La decisione frena l'ultimo tentativo del presidente Donald Trump di restringere questo diritto costituzionale e arriva dopo che la Corte Suprema degli Stati Uniti ha bocciato un suo precedente sforzo.
La giudice distrettuale Deborah Boardman, del Maryland, ha emesso un'ingiunzione preliminare in seguito al ricorso presentato da gruppi per i diritti civili che contestavano l'ordine esecutivo firmato da Trump il 6 agosto, mirato a quello che lui ha definito "birth tourism".
"La Corte Suprema si è espressa: i bambini appartenenti alla classe certificata sono 'cittadini dalla nascita'", ha scritto Boardman nella sua decisione di 35 pagine, aggiungendo che l'ordine di agosto del presidente "è quasi certamente incostituzionale".
In cosa consiste l'ultimo ordine esecutivo di Trump
Le organizzazioni per i diritti degli immigrati hanno accolto con favore la decisione.
"Quando si tratta di attaccare la cittadinanza per nascita, l'amministrazione Trump ha perso davanti a questo tribunale, ha perso davanti alla Corte Suprema e ha perso di nuovo oggi", ha dichiarato Shana Khader, direttrice legale di We Are CASA, un'organizzazione con sede nel Maryland.
L'ultimo ordine esecutivo di Trump prende di mira le persone che, sostiene, entrano nel Paese fingendosi turisti ma con l'intenzione di partorire.
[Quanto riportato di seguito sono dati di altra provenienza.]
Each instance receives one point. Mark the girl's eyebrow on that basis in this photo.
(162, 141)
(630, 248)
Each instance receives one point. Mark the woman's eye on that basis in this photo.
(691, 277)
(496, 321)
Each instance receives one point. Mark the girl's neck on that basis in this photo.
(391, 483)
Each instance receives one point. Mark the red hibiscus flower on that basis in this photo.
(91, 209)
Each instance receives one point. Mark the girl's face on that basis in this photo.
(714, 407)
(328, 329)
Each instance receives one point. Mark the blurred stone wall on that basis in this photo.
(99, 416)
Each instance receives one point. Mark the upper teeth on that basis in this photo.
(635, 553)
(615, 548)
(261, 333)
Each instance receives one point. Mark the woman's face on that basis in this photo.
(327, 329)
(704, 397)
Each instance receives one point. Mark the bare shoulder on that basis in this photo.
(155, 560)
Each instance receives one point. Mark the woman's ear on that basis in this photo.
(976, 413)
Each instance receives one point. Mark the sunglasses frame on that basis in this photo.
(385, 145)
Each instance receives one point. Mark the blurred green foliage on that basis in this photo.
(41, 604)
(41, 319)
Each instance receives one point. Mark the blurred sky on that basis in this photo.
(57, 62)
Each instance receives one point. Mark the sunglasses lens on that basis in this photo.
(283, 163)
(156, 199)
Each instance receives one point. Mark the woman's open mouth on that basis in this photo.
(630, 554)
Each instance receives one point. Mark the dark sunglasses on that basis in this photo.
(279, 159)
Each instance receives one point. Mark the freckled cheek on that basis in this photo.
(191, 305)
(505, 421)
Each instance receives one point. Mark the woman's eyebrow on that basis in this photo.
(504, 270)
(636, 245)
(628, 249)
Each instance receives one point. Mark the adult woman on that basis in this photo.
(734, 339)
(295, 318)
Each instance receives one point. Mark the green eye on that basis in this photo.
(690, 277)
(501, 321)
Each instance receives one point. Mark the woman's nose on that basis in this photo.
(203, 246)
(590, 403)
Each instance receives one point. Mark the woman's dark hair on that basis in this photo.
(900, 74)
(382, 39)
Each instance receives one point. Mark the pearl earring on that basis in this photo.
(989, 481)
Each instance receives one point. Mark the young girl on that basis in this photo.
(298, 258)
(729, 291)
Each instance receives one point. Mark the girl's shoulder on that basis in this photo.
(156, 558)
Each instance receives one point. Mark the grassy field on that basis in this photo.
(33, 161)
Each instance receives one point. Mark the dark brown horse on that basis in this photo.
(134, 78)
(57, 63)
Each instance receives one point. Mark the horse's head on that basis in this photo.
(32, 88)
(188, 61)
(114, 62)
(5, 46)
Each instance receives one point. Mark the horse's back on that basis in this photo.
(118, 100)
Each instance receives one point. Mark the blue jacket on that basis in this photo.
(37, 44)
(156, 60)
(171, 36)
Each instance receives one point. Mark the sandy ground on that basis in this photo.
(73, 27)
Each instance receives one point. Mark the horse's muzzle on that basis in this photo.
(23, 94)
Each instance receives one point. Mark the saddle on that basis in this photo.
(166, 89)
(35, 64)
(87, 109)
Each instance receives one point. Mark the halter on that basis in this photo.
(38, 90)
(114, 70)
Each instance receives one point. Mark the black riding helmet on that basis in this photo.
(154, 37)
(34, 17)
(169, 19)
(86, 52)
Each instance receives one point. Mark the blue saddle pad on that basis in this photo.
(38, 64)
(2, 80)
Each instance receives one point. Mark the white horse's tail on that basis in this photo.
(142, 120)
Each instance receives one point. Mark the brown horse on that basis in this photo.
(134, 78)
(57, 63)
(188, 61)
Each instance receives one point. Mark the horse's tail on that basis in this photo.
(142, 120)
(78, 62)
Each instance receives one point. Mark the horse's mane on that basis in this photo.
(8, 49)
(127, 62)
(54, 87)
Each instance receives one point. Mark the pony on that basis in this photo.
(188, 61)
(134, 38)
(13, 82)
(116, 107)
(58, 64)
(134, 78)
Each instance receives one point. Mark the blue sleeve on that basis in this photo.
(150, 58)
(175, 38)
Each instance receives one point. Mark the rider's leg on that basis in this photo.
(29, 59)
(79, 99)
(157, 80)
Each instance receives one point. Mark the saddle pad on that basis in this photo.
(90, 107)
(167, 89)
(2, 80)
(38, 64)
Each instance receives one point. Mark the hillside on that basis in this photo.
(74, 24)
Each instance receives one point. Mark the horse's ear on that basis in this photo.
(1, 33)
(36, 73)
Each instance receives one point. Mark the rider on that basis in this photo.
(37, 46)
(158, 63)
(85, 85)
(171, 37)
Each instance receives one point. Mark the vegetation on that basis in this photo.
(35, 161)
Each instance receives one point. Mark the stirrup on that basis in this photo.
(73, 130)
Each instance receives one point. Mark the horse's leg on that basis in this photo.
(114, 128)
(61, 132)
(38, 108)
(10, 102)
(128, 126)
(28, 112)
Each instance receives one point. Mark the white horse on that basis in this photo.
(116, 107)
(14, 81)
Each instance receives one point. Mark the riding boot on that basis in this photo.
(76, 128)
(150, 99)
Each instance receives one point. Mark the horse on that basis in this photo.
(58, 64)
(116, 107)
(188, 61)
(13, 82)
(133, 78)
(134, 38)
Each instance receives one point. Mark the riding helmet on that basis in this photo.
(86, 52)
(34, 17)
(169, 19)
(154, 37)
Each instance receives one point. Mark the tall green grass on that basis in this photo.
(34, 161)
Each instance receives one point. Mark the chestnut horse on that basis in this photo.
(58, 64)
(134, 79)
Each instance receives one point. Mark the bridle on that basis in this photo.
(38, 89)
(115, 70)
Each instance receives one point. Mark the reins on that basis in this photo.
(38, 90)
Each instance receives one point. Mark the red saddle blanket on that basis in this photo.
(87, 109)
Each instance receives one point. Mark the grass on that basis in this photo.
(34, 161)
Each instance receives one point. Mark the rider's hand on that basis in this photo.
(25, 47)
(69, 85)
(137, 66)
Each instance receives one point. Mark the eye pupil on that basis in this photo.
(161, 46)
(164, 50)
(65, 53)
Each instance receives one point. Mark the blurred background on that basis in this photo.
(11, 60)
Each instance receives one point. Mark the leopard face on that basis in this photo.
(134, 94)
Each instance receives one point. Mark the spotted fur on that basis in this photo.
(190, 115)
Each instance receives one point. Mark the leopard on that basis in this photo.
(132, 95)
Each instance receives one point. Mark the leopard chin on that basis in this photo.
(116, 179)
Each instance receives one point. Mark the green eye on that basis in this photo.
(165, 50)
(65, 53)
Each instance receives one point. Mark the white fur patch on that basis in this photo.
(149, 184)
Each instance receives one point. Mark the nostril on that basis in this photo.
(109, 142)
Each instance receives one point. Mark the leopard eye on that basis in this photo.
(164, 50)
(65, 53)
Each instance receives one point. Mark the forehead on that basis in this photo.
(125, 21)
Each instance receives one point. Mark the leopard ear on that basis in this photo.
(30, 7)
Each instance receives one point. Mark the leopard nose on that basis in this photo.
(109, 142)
Nel suo primo ordine esecutivo sul tema, Trump aveva stabilito che i figli nati da genitori presenti negli Stati Uniti in modo irregolare o con visti temporanei non sarebbero diventati automaticamente cittadini statunitensi.
I tribunali di grado inferiore avevano bloccato quel provvedimento, stabilendo che, in base alla Clausola sulla cittadinanza del 14esimo emendamento della Costituzione degli Stati Uniti, quasi chiunque nasca sul suolo Usa è cittadino statunitense. La Corte Suprema ha confermato questa interpretazione.
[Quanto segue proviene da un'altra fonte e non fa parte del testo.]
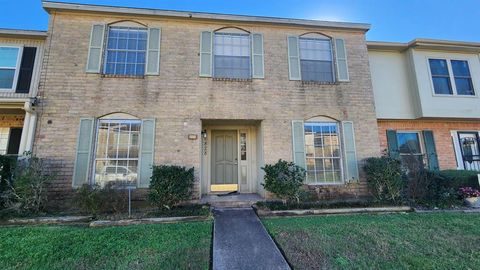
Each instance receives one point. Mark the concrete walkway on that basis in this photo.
(241, 242)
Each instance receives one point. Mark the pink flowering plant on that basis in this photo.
(468, 192)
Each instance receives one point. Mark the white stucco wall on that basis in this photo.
(391, 85)
(455, 106)
(403, 86)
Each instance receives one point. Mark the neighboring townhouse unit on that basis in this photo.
(20, 64)
(427, 101)
(126, 88)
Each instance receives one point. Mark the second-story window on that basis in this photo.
(462, 77)
(231, 56)
(451, 77)
(316, 61)
(126, 51)
(9, 57)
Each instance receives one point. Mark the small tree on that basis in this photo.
(170, 185)
(384, 178)
(284, 179)
(28, 190)
(7, 168)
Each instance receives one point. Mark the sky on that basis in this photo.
(391, 20)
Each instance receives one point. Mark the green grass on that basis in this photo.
(397, 241)
(160, 246)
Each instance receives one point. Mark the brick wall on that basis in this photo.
(10, 120)
(441, 133)
(179, 99)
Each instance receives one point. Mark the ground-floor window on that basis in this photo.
(4, 133)
(323, 155)
(410, 147)
(467, 146)
(116, 155)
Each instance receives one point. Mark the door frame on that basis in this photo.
(206, 153)
(234, 186)
(462, 154)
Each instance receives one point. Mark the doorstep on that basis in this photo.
(332, 211)
(236, 200)
(50, 220)
(140, 221)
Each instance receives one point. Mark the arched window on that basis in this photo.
(117, 150)
(316, 58)
(323, 153)
(232, 53)
(126, 49)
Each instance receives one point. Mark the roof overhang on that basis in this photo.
(26, 34)
(426, 44)
(57, 6)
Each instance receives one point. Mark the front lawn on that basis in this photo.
(397, 241)
(160, 246)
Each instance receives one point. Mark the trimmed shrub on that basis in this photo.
(27, 192)
(94, 200)
(384, 178)
(284, 179)
(170, 185)
(460, 178)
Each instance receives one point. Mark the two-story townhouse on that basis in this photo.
(20, 64)
(427, 97)
(126, 88)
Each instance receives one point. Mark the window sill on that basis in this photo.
(123, 76)
(319, 83)
(231, 79)
(326, 184)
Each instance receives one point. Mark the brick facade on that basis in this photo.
(11, 120)
(441, 132)
(179, 99)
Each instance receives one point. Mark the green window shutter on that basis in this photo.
(153, 51)
(431, 150)
(293, 59)
(147, 145)
(351, 168)
(84, 152)
(257, 56)
(298, 143)
(206, 54)
(341, 56)
(95, 49)
(392, 142)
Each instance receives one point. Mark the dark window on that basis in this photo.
(231, 56)
(14, 141)
(316, 59)
(126, 51)
(26, 70)
(463, 80)
(440, 76)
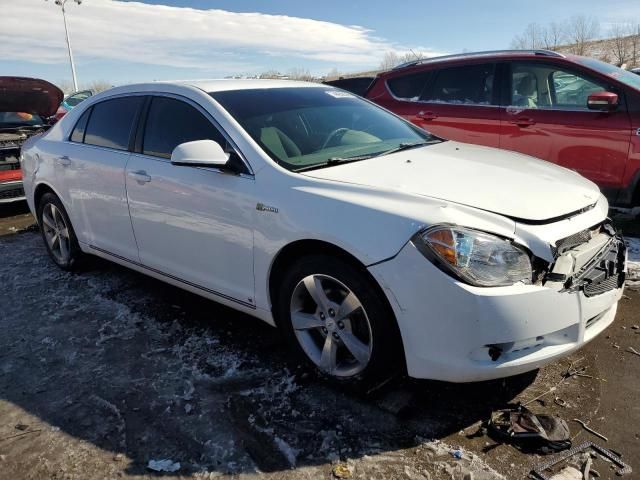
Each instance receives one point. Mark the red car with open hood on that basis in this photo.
(26, 104)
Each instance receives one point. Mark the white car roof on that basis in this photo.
(221, 85)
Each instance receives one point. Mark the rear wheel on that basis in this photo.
(338, 321)
(57, 232)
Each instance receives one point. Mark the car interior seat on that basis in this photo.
(278, 143)
(526, 92)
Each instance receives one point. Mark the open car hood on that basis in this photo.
(517, 186)
(30, 95)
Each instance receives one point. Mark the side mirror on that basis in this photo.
(201, 153)
(603, 101)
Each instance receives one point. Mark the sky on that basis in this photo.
(125, 41)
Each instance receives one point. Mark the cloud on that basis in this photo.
(212, 40)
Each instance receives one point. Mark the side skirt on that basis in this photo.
(184, 284)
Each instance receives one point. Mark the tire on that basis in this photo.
(57, 233)
(362, 349)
Gli avvocati dell'amministrazione hanno sostenuto che la richiesta di sospendere l'ordine era prematura e hanno affermato che le agenzie federali incaricate di applicarlo avrebbero utilizzato "misure appropriate", basandosi su indicazioni ufficiali non ancora emanate.
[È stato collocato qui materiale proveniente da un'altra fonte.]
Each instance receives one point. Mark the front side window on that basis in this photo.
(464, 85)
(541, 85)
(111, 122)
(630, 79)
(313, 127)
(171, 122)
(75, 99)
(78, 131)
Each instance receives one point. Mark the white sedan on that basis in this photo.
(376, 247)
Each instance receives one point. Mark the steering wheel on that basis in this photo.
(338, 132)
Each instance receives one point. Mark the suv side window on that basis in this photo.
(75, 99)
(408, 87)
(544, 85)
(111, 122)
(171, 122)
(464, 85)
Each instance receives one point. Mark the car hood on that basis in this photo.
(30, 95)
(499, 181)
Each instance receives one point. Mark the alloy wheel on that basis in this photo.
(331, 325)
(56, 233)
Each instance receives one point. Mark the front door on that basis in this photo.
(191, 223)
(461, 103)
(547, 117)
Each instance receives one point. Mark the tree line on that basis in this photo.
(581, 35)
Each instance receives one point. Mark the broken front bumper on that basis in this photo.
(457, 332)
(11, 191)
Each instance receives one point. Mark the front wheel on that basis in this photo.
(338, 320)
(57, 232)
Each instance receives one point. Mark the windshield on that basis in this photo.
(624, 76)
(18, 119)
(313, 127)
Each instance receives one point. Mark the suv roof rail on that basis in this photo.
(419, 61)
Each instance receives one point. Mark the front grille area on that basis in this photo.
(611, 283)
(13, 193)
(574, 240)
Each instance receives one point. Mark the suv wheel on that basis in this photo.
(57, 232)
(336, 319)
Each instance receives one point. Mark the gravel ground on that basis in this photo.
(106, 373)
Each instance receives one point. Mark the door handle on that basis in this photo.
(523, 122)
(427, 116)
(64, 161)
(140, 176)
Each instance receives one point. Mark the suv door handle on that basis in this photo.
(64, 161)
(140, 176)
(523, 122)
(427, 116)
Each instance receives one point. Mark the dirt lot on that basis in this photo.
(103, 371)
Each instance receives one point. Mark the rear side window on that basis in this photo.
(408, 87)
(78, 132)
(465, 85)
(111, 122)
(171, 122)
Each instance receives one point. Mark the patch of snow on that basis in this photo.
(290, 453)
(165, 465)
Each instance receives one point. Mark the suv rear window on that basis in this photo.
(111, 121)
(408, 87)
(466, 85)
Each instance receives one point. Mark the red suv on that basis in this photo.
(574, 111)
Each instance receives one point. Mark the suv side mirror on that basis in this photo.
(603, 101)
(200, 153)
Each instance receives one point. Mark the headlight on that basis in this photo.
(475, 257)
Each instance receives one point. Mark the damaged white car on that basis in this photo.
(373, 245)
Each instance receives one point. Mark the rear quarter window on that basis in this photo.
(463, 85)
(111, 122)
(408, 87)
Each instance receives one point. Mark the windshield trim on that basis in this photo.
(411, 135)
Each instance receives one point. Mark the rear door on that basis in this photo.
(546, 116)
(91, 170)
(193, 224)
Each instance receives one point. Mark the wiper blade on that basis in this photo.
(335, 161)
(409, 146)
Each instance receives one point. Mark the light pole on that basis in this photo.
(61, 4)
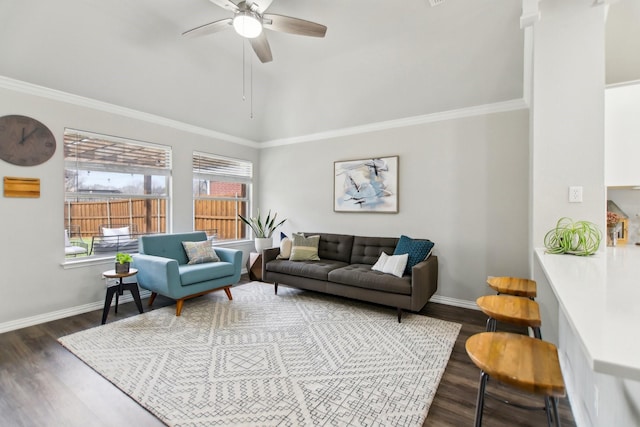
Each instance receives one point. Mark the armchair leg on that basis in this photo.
(179, 304)
(152, 298)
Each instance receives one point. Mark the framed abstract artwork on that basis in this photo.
(366, 185)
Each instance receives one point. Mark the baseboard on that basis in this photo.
(454, 302)
(61, 314)
(98, 305)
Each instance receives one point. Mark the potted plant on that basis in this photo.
(262, 230)
(123, 262)
(575, 238)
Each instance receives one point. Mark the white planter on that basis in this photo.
(263, 243)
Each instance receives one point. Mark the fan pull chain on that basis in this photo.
(243, 72)
(251, 95)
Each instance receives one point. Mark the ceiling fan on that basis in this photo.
(250, 19)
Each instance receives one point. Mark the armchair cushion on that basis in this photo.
(196, 273)
(200, 252)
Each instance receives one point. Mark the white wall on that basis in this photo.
(567, 114)
(568, 150)
(35, 283)
(622, 133)
(463, 184)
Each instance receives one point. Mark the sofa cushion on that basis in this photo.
(418, 250)
(334, 246)
(200, 252)
(392, 264)
(304, 248)
(367, 250)
(312, 269)
(196, 273)
(361, 276)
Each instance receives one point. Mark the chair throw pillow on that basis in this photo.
(304, 248)
(200, 252)
(394, 264)
(285, 248)
(417, 249)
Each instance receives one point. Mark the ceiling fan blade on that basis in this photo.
(261, 5)
(210, 28)
(287, 24)
(261, 47)
(225, 4)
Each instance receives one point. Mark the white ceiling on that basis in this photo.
(380, 60)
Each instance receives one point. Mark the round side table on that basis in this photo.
(119, 289)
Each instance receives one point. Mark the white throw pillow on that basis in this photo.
(285, 248)
(394, 264)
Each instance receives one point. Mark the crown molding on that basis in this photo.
(479, 110)
(57, 95)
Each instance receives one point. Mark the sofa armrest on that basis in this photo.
(424, 282)
(268, 255)
(157, 274)
(233, 256)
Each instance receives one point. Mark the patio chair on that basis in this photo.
(115, 238)
(73, 243)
La giudice ha respinto questa argomentazione.
"Qualunque cosa dicano tali indicazioni, l'ordine esecutivo del 2026 impone alle agenzie di negare i documenti di cittadinanza a diverse ampie categorie di minori", ha scritto Boardman.
"La Casa Bianca deve riconoscere che non riuscirà a privare i minori del loro diritto alla cittadinanza, a eludere decisioni giudiziarie vincolanti o a mettere l'agenda anti-immigrati del presidente al di sopra della Costituzione", ha dichiarato Khader in un comunicato.
Gli sforzi del presidente per limitare la cittadinanza per nascita fanno parte della sua più ampia campagna contro l'immigrazione, che prevede l'espulsione di milioni di migranti senza documenti e la revoca delle tutele contro l'espulsione per cittadini di oltre una dozzina di Paesi.